We concur with Judge Deitz that the definition of reasonable time must be determined on a case-by-case basis.

In this action appellant set forth in her Plan that the default to the claim of Mrs. Wilcox was $1500.00. This assertion simply isn't so. Mrs. Wilcox has reduced her claim to judgment for the entire principal, interest and costs.

From a monthly income of $381.00 appellant proposes to pay $137.00 per month toward curing the default and satisfying the obligation to Mrs. Wilcox. Appellant lists monthly expenses of $240.00 which, when added to the proposed Plan payment, amounts to a monthly outlay of $377.00.[1] A plan that leaves $4.00 to the debtor with which she must meet unexpected expenses and yet cope with inflation can hardly be said to have been proposed in good faith. 11 U.S.C. Section 1325(a)(3).

The Court finds that the holding of Judge Deitz that 3 years to cure default is not a reasonable time is amply supported by the record. The Court further finds that the proposed Plan does not meet the requirements of Sections 1325(a)(3) and (5).

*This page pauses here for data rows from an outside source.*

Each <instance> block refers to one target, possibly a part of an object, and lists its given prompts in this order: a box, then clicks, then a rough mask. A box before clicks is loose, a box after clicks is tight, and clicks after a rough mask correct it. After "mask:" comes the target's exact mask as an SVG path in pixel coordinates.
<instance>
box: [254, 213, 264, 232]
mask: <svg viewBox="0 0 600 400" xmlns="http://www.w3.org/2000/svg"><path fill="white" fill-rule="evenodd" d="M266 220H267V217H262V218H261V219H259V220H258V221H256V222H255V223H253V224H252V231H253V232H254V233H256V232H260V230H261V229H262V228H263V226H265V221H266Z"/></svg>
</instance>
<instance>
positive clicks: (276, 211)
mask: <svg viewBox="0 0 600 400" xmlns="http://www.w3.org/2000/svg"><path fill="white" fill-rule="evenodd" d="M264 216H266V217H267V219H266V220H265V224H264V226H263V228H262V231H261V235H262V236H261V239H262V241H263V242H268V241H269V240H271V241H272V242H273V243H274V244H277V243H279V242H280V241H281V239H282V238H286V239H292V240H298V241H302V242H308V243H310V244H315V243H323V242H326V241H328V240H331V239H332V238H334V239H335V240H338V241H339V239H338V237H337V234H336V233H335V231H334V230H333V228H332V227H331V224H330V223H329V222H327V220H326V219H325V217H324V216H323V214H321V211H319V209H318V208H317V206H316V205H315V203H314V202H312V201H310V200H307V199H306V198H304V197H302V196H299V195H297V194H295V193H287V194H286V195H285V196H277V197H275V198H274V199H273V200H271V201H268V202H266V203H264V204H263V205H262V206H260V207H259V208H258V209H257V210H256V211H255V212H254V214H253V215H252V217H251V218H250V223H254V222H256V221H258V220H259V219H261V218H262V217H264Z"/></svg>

The Order of the Bankruptcy Judge is affirmed in all respects.

NOTES

[1] The original Plan submitted by appellant listed monthly income of $296.00 and proposed payments of $52.00 added to $240.00 in fixed expenses. Where the additional $85.00 per month comes from is not clear from the record. In either event, appellant is left with $4.00 per month for unexpected expenses and inflation.